Purpose: To evaluate the immunophenotypes, karyotypes, and clinical features, including treatment responses, of patients with childhood acute lymphoblastic leukemia (ALL) and either a t(1;19)(q23;p13) or a der(l9)t(1;19)(q23;p13) translocation. Patients and Methods: The lymphoblasts of 45 patients with a balanced translocation, t(1;19) or its derivative form, der (19)t(1;19), were analyzed by cytogenetic and immunologic methods for differences that might suggest distinct subtypes of ALL. This cohort was treated in four consecutive clinical trials with a median overall follow-up duration of 7 years. Results: A pre-B immunophenotype was found in 10 cases with the balanced t(1;19) and 31 with the unbalanced der(19)t(1;19). The four remaining cases, each with a derivative t(1;19), were classified as early pre-B ALL. The characteristic surface antigen profile of the 41 pre-B cases was CD19(+)/CD10(+)/CD22(+)/CD34(-)/CD20(+/-), whether the translocation was balanced or derivative.
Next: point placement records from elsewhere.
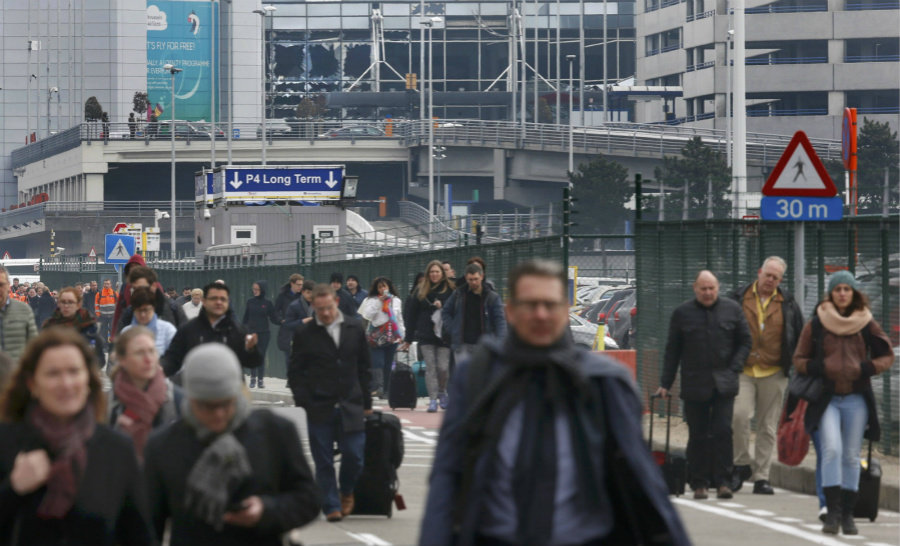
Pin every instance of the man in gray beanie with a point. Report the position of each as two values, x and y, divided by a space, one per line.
224 474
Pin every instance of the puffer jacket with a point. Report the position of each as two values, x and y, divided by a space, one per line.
17 328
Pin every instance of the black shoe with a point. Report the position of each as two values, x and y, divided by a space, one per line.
741 474
848 503
762 487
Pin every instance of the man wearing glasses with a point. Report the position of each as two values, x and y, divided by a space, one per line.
214 324
542 442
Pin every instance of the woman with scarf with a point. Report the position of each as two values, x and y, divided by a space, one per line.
384 311
258 313
844 347
224 474
422 307
141 398
69 312
65 478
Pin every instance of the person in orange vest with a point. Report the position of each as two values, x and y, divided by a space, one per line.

In contrast to the four early pre-B cases, which held hyperdiploid karyotypes (> 50 chromosomes), the pre-B cases were primarily pseudodiploid, Comparison of presenting clinical and laboratory features, as well as event-free survival, failed to disclose any differences that would warrant separation of pre-B cases with a balanced or derivative translocation. However, neither subgroup responded to therapy as well as patients with early pre-B ALL, each of whom remains in complete remission for greater than or equal to 3 years. Conclusion: The t(1;19) and the der(19)t(1;19) identify a relatively homogeneous group of patients with pre-B ALL, who can be expected to respond similarly to intensive chemotherapy. The exceptional cases have an early pre-B phenotype with hyperdiploid karyotypes and appear to have favorable prognosis. (C) 1994 by American Society of Clinical Oncology.